Según Joseph Moreau existe una
tradición epistemológica que se remonta desde Aristóteles en adelante la cual entiende que la noción
de verdad como concepto fuerte se encuentra determinada por la
adecuación predicativa. Esta adecuación predicativa refiere a la convergencia
entre el juicio pensado y la cosa real que es expresada en dicho juicio. Por
ejemplo, si tenemos el juicio particular y contingente de “hombre blanco” éste
juicio llega a consumarse realmente si es que en la realidad hacemos la
experiencia de enfrentarnos a la constatación sensorial de aquel hombre blanco.

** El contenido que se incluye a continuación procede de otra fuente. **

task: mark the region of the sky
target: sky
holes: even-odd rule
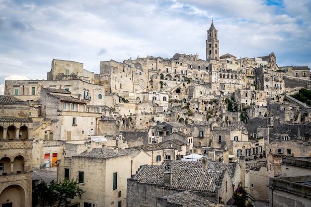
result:
[[[95,73],[138,56],[205,60],[212,20],[220,56],[311,67],[310,0],[0,0],[0,94],[4,80],[46,79],[53,59]]]

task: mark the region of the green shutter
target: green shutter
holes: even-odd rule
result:
[[[117,189],[117,182],[118,178],[118,173],[113,173],[113,190],[116,190]]]

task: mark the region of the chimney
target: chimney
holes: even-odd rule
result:
[[[204,151],[203,156],[202,157],[202,168],[203,169],[207,169],[208,161],[206,157],[206,150]]]
[[[170,161],[165,160],[165,165],[164,167],[164,185],[171,186],[172,175],[170,166]]]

La verdad contingente no correspondería, por ende, a la realidad sino al juicio
o proposición; pero a su vez la realidad vendría a coronar el juicio en el
hecho de completar intuitivamente lo mentado por él.
Así, la realidad
como espacio de experiencia propia de los sentidos no contaría con la
posibilidad de ser verdadera o falsa: la realidad simplemente es. ¿Quién podría
dudar la afección que viene a recaer sobre sus propios sentidos? En efecto, la
realidad de nuestros sentidos no puede ponerse en duda: mientras contemplamos a
lo lejos el dato sensorial de la rojez circular de un punto sobre la mesa de
nuestro comedor podemos dudar si se trata de un tomate o de una manzana, pero
no podemos dudar que hemos visto algo, que una rojez intensa está afectando a
nuestra conciencia. En otras palabras, podemos dudar del juicio que hacemos
sobre la realidad, de la manera de intelectual de llegar a la verdad de aquel
fenómeno que nos es mostrado como rojez circular (si es, por ejemplo, manzana o
tomate), pero no podemos dudar de la rojez circular misma percibida por nuestra
conciencia: hay un algo colorido que veo como imposible de ser negado.
Por lo mismo,
con la primacía irrefutable de los sentidos en tanto constitutivos de nuestra
estructura afectiva podemos decir que si bien no se garantiza el conocimiento
del mundo, de lo que éste es en sí, sí podemos garantizar la emergencia de una
manifestación anterior a cualquier juicio sobre la verdad: a través de los sentidos
se garantiza la aparición del ser. El ser, al contrario de todo objeto
quiditativo, emana como fenómeno absoluto, esto es, emana como lo más
originario de nuestra esencia y sin condicionamientos de comprobación. Dicha
emanación del ser a través de nuestra propia experiencia fenoménica corresponde
a una aperturidad, tanto del ser como de nosotros, que nos determina de manera
estructural: no somos solamente, según Heidegger, los guardianes o pastores del
ser debido a que contamos con el privilegio de ser la única especie que se
pregunta por el ser; antes que eso, somos la única especie -por sobre plantas y
animales- a la cual le aparece, le es mostrado, le es interpelado el ser en
cuanto otra cosa, en cuanto enmascaramiento y ocultación del ser mismo que lo
implica dentro de la pregunta por el ser. El ser, que siempre se nos dona a
través de la máscara del ente, se presenta antes que todo gracias a la
irrefutabilidad de la afección abierta a los fenómenos propia de nuestra constitución
sensorial.
Esa constitución
sensorial que precede a los juicios y proposiciones de la lógica y la
epistemología predicativa de raíces aristotélicas representa el terreno más
originario de todos. Un terreno de mostración antes que de demostración, un
terreno antepredicativo. El único terreno donde se hace posible el acontecer de
la vibración característica de la pregunta por el sentido oculto del ser (el
asombro) antes de verse replegada a la precariedad de una respuesta reductiva
por la verdad o falsedad de un ente.